Think of it this way,” explained zoologist and author Bill Schutt. “Compare it to somebody who has decided that all they’re going to do is eat cows for the rest of their life. They’re not going to eat fruit, they’re not going to eat vegetables, they’re just going to eat meat. Mammal meat. It can be muscle—you’d eat a steak or ribs—or it can be organ meat: a liver, kidneys, etc.

It would be exactly the same.” Schutt, who wrote the book Cannibalism: A Perfectly Natural History, went on: “You’d be getting a lot of protein and fat, no carbs—and very, very few vitamins. Vitamin C, Vitamin D, all the sort of deficiencies that go along with a lack of those vitamins, they become apparent very quickly. Your LDL cholesterol levels are gonna shoot through the roof, you’re probably gonna be lethargic.” (Or, perhaps, you might end up in such precarious health that a shot of apple cider would keep you from sleeping for a month?)

Human flesh can also be unsafe to eat. Even if our hypothetical real-life cannibals would diversify their diet to avoid scurvy, they would still render themselves vulnerable to a whole host of human diseases and bloodborne pathogens.
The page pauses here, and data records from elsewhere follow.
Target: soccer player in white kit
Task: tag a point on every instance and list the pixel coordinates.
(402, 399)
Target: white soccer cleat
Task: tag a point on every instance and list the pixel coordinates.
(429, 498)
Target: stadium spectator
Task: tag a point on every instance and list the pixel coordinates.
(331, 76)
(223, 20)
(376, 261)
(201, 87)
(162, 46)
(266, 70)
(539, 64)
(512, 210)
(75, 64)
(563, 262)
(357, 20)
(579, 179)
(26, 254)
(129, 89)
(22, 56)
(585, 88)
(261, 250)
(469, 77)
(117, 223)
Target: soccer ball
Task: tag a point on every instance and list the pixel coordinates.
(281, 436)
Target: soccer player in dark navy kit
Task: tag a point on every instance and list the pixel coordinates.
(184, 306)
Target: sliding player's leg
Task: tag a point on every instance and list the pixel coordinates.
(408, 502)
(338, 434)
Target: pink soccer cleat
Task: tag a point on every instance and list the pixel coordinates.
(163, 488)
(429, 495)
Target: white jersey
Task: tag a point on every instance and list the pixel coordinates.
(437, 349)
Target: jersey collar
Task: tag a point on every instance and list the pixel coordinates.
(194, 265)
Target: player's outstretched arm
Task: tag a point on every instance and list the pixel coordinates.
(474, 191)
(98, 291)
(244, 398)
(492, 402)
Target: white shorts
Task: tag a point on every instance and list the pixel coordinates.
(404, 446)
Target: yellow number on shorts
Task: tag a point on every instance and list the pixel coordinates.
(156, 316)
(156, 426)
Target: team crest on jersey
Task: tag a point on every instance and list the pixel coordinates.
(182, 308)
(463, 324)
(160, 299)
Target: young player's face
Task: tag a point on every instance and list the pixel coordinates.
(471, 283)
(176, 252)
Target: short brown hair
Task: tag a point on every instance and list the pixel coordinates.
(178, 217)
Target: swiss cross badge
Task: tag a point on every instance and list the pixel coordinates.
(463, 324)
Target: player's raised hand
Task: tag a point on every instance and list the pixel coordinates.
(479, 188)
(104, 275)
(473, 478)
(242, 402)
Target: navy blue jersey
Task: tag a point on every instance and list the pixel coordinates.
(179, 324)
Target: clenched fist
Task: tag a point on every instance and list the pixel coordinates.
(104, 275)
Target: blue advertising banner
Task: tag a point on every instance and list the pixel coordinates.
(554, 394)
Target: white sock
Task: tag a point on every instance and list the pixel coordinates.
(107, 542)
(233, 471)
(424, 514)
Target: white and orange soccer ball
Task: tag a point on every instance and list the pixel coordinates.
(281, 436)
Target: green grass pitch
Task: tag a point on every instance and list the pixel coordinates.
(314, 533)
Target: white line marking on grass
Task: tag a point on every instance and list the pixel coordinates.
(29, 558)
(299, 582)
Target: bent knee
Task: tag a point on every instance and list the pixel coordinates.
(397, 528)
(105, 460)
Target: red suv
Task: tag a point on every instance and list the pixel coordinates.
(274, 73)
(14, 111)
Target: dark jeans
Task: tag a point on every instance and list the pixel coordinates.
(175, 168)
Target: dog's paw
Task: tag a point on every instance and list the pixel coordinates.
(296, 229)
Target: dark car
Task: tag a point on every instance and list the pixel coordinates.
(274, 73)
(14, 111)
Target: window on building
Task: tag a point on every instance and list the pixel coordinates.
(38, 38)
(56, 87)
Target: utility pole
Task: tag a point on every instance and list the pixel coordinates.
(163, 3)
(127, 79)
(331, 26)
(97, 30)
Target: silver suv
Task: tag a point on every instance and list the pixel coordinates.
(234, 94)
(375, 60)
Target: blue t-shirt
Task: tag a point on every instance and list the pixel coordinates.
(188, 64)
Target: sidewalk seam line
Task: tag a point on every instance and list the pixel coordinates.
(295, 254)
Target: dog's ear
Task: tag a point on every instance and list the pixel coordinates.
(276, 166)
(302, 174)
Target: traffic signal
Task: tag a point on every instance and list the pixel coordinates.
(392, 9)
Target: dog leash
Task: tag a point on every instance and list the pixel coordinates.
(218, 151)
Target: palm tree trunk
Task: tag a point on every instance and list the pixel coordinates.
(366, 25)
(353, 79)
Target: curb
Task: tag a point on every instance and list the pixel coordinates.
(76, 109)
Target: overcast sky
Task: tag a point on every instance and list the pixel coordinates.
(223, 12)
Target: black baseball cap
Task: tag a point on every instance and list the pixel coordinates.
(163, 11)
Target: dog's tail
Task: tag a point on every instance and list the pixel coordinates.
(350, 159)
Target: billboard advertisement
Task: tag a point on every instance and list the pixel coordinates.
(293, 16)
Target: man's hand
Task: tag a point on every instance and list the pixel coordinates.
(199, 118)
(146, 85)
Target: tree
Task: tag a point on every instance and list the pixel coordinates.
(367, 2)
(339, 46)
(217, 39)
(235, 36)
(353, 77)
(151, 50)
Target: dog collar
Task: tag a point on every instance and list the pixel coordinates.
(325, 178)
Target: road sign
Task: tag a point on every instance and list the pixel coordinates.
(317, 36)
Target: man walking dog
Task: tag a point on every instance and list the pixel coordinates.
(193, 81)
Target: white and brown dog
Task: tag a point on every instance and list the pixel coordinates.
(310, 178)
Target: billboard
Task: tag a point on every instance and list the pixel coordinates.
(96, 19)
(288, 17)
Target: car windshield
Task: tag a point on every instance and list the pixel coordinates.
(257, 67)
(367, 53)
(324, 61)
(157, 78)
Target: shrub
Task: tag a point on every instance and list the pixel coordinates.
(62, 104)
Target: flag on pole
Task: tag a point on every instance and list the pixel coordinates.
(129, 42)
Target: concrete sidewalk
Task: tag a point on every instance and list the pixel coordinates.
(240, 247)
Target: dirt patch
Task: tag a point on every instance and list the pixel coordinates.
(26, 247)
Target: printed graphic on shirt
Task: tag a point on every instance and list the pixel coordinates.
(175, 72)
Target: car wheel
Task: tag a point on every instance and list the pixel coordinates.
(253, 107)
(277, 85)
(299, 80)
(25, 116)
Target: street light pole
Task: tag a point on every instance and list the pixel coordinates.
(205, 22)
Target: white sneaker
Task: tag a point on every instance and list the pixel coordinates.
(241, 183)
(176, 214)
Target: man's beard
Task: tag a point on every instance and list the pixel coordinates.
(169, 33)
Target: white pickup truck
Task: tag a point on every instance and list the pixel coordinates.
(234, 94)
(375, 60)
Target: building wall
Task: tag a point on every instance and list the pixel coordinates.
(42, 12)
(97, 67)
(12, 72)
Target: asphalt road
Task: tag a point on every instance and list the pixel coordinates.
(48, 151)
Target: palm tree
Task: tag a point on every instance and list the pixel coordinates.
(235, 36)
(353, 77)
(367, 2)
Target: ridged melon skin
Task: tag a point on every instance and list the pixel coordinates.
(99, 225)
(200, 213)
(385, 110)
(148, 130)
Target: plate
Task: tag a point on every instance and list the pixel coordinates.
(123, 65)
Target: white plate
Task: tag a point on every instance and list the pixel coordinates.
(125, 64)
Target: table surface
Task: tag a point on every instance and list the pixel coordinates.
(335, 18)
Some of these are serious—bovine spongiform encephalopathy, or Mad Cow disease, has human varieties as well. Kuru, a particularly fatal degenerative brain disorder, has been found among the Fore people of Papua New Guinea, who performed cannibalism as a funerary practice. “It was determined that it was something called spongiform encephalopathy—the closest thing you can think of to that is Alzheimer’s disease. It basically turns your brain into a sponge—there’s holes in it. And this is what happens to you if you eat the flesh of a human, especially from the brains and spinal cord and nerves of somebody who has this disease,” Schutt said.